Cómo preparar tu pizza en 90 segundos (sin que se queme)
Si quieres reducir el tiempo de cocción de cinco minutos a 90 segundos, no basta con poner la máxima potencia y esperar lo mejor. De hacerlo, obtendrás una corteza quemada y un centro sin cocinarse.
La clave está en utilizar el tipo correcto de energía: algo que realmente penetre en la masa y los ingredientes, en lugar de solo calentar la superficie. Por eso utilizamos tubos de cuarzo halógeno en nuestros hornos rotativos.
El secreto está en las ondas
La mayoría de los hornos simplemente calientan el aire. Pero el aire es muy malo para transmitir calor; es lento.
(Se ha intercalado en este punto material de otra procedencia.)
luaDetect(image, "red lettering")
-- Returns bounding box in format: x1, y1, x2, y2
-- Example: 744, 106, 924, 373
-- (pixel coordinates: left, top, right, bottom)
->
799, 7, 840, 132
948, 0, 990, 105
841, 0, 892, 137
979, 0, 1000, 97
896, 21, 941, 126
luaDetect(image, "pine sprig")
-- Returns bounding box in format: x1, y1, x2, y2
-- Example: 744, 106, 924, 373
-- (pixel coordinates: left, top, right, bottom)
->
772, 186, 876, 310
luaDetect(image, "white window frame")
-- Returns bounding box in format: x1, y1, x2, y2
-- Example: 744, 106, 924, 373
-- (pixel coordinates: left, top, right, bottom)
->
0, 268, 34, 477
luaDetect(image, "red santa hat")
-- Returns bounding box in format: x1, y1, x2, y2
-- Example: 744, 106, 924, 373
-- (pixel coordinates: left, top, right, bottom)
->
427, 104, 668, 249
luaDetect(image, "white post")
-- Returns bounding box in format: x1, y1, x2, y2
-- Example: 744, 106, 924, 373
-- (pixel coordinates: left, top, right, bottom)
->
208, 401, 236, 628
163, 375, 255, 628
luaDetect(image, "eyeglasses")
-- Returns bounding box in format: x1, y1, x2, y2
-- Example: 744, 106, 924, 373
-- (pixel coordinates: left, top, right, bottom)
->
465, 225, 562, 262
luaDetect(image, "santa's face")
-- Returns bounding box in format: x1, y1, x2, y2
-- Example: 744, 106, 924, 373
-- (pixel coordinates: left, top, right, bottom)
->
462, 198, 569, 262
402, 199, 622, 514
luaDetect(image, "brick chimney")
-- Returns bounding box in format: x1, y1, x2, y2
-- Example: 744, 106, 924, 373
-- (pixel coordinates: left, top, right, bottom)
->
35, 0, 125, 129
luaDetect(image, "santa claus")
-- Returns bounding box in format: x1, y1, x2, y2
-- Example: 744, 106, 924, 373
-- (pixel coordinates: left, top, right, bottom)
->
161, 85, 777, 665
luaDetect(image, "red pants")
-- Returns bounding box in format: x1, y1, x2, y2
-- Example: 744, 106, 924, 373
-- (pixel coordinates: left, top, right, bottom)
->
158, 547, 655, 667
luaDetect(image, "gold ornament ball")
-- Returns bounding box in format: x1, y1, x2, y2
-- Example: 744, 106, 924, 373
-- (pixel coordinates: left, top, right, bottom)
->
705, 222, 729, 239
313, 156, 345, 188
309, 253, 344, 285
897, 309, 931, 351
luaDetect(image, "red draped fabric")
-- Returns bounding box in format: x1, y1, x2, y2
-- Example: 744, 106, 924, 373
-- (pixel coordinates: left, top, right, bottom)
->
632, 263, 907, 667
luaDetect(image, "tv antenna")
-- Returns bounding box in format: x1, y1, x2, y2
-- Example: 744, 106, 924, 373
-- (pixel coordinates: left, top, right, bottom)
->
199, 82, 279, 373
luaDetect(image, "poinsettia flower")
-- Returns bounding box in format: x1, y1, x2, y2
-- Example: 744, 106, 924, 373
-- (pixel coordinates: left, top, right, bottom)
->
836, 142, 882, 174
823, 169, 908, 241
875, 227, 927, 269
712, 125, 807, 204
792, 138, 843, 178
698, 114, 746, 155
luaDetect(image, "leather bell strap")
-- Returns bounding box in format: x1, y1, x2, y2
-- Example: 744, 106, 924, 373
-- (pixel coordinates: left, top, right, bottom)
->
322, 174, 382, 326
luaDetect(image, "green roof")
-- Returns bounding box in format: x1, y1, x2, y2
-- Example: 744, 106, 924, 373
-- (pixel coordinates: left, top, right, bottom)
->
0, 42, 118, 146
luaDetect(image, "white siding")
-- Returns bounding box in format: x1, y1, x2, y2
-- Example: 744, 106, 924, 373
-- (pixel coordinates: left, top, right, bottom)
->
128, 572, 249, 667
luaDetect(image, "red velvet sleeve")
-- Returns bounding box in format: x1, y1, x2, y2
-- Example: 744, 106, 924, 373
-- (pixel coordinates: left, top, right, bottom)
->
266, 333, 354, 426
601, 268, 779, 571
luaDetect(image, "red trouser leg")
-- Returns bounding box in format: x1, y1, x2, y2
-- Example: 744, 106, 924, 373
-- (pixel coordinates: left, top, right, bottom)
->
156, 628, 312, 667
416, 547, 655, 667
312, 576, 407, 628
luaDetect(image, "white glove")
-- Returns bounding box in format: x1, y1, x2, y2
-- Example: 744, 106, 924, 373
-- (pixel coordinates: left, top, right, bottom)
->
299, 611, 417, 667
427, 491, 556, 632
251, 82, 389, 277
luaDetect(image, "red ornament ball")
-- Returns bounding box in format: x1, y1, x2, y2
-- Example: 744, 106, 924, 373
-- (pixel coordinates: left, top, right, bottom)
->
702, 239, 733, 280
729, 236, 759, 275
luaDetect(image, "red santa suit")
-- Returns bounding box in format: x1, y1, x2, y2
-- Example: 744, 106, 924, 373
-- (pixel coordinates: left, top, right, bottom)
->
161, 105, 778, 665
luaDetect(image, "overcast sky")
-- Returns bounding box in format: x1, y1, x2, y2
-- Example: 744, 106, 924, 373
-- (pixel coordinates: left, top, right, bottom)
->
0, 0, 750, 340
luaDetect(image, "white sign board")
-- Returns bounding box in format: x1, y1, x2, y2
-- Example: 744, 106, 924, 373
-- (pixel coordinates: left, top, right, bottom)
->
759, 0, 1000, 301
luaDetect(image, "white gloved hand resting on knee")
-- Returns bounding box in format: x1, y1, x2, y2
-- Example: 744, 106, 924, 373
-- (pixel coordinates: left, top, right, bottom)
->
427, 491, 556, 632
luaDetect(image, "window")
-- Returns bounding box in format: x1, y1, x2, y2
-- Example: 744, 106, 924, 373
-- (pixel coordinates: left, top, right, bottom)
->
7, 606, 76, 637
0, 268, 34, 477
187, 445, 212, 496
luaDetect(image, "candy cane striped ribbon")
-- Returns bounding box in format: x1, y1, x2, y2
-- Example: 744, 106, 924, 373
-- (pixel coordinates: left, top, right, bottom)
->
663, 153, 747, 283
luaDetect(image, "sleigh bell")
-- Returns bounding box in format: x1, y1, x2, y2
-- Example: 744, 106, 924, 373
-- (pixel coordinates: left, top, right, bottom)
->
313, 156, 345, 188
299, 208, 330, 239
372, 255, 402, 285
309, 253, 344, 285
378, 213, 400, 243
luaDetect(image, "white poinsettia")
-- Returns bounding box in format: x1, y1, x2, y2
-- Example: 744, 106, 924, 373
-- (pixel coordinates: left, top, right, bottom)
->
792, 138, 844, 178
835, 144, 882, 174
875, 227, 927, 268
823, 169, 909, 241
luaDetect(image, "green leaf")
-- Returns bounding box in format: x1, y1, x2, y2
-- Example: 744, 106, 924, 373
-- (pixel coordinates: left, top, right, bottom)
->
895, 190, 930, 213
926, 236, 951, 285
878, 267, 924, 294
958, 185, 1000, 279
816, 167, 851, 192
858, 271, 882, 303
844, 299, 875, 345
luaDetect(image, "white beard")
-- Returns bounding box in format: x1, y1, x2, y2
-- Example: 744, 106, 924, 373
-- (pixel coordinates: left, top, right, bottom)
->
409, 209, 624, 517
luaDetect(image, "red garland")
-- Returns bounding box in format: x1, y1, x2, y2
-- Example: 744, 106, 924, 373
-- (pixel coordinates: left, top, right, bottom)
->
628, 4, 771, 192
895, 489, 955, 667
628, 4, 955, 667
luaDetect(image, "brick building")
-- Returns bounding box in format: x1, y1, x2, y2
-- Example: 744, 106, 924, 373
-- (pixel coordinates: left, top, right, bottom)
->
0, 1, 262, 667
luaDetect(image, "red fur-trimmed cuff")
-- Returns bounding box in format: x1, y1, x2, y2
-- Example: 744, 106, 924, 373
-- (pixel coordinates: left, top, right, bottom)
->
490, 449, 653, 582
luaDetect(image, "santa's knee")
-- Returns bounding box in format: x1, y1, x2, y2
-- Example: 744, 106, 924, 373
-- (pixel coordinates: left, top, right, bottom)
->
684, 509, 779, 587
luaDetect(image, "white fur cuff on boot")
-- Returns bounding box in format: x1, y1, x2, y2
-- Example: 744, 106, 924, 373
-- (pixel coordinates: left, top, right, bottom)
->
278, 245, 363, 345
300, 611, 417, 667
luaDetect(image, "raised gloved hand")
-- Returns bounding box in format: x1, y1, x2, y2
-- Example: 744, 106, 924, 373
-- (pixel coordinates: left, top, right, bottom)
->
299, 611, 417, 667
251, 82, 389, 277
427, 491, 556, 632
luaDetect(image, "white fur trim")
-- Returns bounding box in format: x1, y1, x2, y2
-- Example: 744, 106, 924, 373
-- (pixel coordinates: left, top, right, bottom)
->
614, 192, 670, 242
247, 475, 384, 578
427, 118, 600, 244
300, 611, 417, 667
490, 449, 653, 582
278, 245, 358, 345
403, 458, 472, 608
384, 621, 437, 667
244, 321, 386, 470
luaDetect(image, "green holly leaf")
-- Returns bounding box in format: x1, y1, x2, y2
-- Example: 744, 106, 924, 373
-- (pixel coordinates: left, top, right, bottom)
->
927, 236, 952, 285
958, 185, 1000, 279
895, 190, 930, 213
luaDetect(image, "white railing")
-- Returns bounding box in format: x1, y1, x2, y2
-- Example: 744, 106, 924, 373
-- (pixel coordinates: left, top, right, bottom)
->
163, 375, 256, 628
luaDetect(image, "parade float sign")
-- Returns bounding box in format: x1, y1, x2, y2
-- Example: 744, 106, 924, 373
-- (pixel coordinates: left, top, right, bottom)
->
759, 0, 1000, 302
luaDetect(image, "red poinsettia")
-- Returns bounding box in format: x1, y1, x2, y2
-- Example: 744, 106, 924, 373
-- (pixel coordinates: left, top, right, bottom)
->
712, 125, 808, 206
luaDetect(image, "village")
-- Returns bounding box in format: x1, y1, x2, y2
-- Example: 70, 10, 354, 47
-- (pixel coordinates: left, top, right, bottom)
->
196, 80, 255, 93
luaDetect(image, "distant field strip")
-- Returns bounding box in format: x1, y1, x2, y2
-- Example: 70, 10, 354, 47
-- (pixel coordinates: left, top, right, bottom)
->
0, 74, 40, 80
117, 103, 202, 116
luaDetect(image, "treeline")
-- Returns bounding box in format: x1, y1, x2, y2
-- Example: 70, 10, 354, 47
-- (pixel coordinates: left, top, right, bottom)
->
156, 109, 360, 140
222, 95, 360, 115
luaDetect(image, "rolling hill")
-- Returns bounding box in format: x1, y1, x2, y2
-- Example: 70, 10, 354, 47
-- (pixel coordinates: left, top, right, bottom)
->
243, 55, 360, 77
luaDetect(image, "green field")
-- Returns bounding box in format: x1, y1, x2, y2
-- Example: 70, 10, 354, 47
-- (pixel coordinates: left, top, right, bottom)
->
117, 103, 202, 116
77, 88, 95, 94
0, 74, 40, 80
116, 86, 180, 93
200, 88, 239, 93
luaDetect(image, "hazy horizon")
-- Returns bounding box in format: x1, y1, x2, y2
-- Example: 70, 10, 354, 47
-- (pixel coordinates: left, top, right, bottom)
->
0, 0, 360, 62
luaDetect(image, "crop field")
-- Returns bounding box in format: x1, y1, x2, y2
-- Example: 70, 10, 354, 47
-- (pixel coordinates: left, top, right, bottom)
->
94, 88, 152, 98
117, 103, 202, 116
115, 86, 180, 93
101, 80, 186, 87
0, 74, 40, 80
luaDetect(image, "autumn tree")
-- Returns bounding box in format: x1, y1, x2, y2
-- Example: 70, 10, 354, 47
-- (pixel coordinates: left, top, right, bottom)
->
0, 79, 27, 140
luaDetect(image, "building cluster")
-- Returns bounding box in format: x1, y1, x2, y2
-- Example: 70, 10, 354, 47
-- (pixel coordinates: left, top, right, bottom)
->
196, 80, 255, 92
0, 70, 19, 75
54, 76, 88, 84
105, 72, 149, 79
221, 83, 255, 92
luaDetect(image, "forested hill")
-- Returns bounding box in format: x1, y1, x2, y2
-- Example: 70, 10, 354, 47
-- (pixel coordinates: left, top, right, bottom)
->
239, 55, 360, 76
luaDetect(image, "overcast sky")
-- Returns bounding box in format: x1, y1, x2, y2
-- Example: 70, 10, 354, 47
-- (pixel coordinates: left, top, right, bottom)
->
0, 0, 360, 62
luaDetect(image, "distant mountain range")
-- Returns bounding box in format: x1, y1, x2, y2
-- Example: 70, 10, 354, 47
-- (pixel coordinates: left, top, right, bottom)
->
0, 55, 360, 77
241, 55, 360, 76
Las lámparas infrarrojas halógenas son diferentes: emiten radiación de onda corta que llega directamente al alimento, ignorando por completo el aire.
Utilizamos tubos de alta potencia para que el calor llegue a la pizza en cuanto entra al horno. Dado que la pizza gira, se calienta uniformemente. No hay zonas frías ni trozos de pizza medio cocidos. Siempre se obtiene una corteza uniforme.
¿Por qué cuarzo?
Utilizamos vidrio de cuarzo de alta pureza en los tubos, porque puede resistir altas temperaturas. El vidrio normal se rompería bajo este tipo de estrés térmico.
Dentro del tubo existe un ciclo halógeno que evita que el filamento de tungsteno se desgaste demasiado rápido. Esto significa que las lámparas duran más tiempo, incluso cuando se utiliza a plena potencia. Además, alcanzan la temperatura de funcionamiento en segundos. No hay necesidad de esperar a que el horno se caliente.
La desventaja
Este sistema permite preparar muchas más pizzas por hora y ocupa menos espacio en la cocina. Pero también es agresivo en cuanto a la intensidad del calor. Debemos ser precisos: si la velocidad del transportador no es adecuada o algún sensor falla, los ingredientes se quemarán antes de que el queso se derrita. También es necesario asegurarse de que los paneles eléctricos puedan manejar la gran cantidad de energía que requieren estos dispositivos.
Es un compromiso: obtienes una velocidad increíble, pero debes tener mucho cuidado con el tiempo de cocción.